Enabling non-ACCOUNTADMIN Roles to Perform Data Sharing Tasks¶
This topic lists the privileges minimum privileges required to perform SQL actions related to shares.
By default, the privileges required to create and manage shares are granted only to the ACCOUNTADMIN role, ensuring that only account administrators can perform these tasks. However, the privileges can be granted to other roles, enabling the tasks to be delegated to other users in the account.
For instructions on creating a custom role with a specified set of privileges, see Creating Custom Roles.

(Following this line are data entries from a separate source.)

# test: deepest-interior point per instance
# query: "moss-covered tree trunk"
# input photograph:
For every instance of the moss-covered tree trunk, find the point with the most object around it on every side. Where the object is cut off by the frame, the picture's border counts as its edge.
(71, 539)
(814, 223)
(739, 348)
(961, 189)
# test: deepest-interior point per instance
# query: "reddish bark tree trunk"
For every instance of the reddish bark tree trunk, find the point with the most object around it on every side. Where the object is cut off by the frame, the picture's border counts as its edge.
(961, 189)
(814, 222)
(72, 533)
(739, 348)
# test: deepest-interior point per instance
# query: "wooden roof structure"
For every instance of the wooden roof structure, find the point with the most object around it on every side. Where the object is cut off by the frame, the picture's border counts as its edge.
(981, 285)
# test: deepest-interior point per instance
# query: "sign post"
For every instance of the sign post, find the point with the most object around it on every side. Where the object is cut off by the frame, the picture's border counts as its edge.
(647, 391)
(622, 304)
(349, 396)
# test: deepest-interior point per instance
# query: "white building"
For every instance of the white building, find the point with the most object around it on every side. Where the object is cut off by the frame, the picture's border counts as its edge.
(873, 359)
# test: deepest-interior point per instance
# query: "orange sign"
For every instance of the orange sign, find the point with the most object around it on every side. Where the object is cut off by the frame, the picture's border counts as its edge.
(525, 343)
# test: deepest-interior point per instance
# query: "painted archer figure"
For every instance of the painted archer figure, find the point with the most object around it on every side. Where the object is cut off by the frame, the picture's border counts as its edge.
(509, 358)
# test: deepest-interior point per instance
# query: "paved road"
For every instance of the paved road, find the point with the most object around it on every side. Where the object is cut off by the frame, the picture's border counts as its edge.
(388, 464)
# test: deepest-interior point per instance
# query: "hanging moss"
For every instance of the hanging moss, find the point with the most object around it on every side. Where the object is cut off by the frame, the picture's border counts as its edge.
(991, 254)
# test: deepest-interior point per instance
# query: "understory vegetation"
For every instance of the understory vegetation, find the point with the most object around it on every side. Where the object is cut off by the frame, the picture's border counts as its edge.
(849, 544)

For general information about roles and privilege grants for performing SQL actions on securable objects, see Access Control in Snowflake.
Note
If you grant sharing privileges to other users in the account, make sure that the user profiles for those other users includes a first name, last name, and an email address. To modify the user profile in Snowsight, refer to Setting User Details and Preferences.
Data Providers¶
Data providers can choose either of the following options to add objects to a share:
Option 1: Create a database role in a database to share. Grant privileges on objects in the database to the database role. Grant the database role to the share.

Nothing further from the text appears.